The term "partial-birth abortion" was coined to make a procedure called dilation and extraction (or D&X) sound even more unpleasant than it already is, and to stigmatize women who have no other choice but to undergo it. To be clear, D&X is nobody's first choice. An abortion later in a pregnancy (after 20 weeks, or halfway through) naturally involves a larger fetus, which may have to be dismembered in order to be removed, which is known as a dilation and evacuation (D&E). But this can cause "substantial blood loss," according to NPR, and it carries a greater risk of cervical damage. So some doctors instead opt for a D&X, wherein the fetus is removed whole. While still inside the uterus, the fetus' skull is punctured in order to allow for compression so it can fit through the cervix. It is not, in whole or even in part, a birth of any sort.

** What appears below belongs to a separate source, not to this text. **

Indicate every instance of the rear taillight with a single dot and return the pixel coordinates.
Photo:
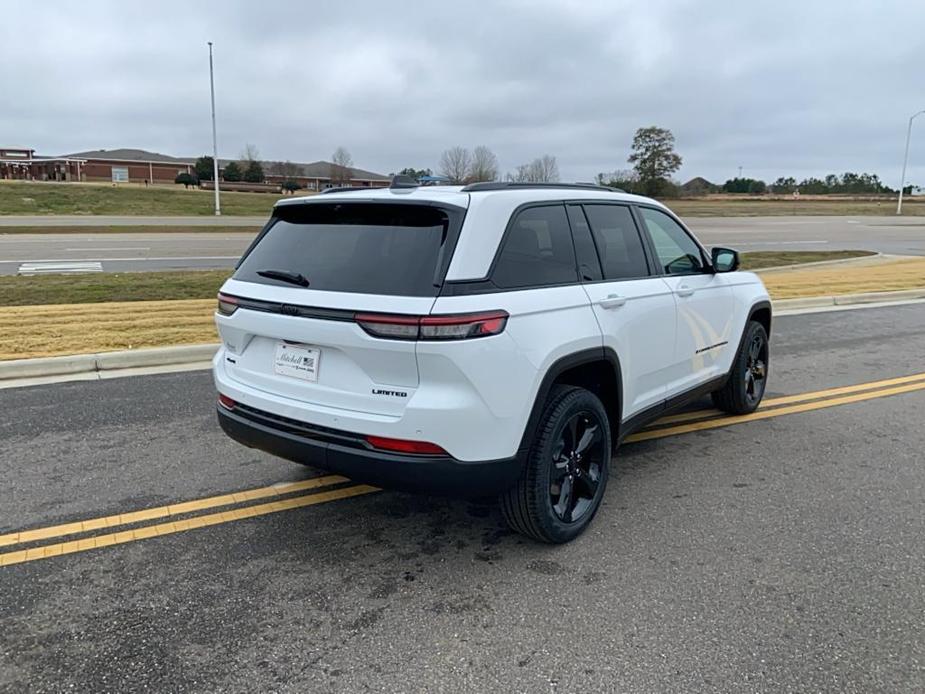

That may sound a bit gruesome to some, but nobody takes D&X more seriously than the doctors who perform it, and the women who need to have them. When a woman has an abortion after 20 weeks, it's because there's something gravely wrong with the pregnancy. These are often very much wanted pregnancies where it's been determined at the 20 week ultrasound that the fetus will not survive, or that the mother's life is at risk. D&X is extremely rare; it accounts for only 0.17 percent of abortions, according to Guttmacher's most recent estimate. Women who choose D&X do so because their other choice was literally to die, or to watch their newborn slowly die, while suffering unimaginable pain. It's not a decision that's made lightheartedly.

Trump's claim that any type of abortion involves "rip[ping] the baby out of the womb in the ninth month, on the final day," is absolutely false. According to the Guttmacher Institute, the majority of U.S. abortions (65.8 percent) are performed at or before 8 weeks gestation, and in fact abortions after 20 weeks only account for 1.3 percent of procedures. Just 16 percent of abortion providers even offer the procedure at 24 weeks. Abortions, including D&X, are almost always performed well before the point of viability.

Fetal viability is inexact, and determined on a case by case basis, but it's generally accepted that it begins around the third trimester. As stated in the Roe v. Wade decision, "viability is usually placed at about seven months (28 weeks) but may occur earlier, even at 24 weeks." That decision also allowed for states to restrict abortion after the point of viability, "except when it is necessary to preserve the life or health of the mother," and 43 states have done just that. Viable fetuses aren't getting aborted on a whim; it only happens when the pregnancy is killing an actual living, breathing woman, and I really shouldn't have to point out that there's certainly no "ripping" involved. The pernicious myth of "partial-birth abortions," and the notion that any woman would intentionally carry a healthy pregnancy nearly to term, only to change her mind at the last moment, is insulting to women as a whole.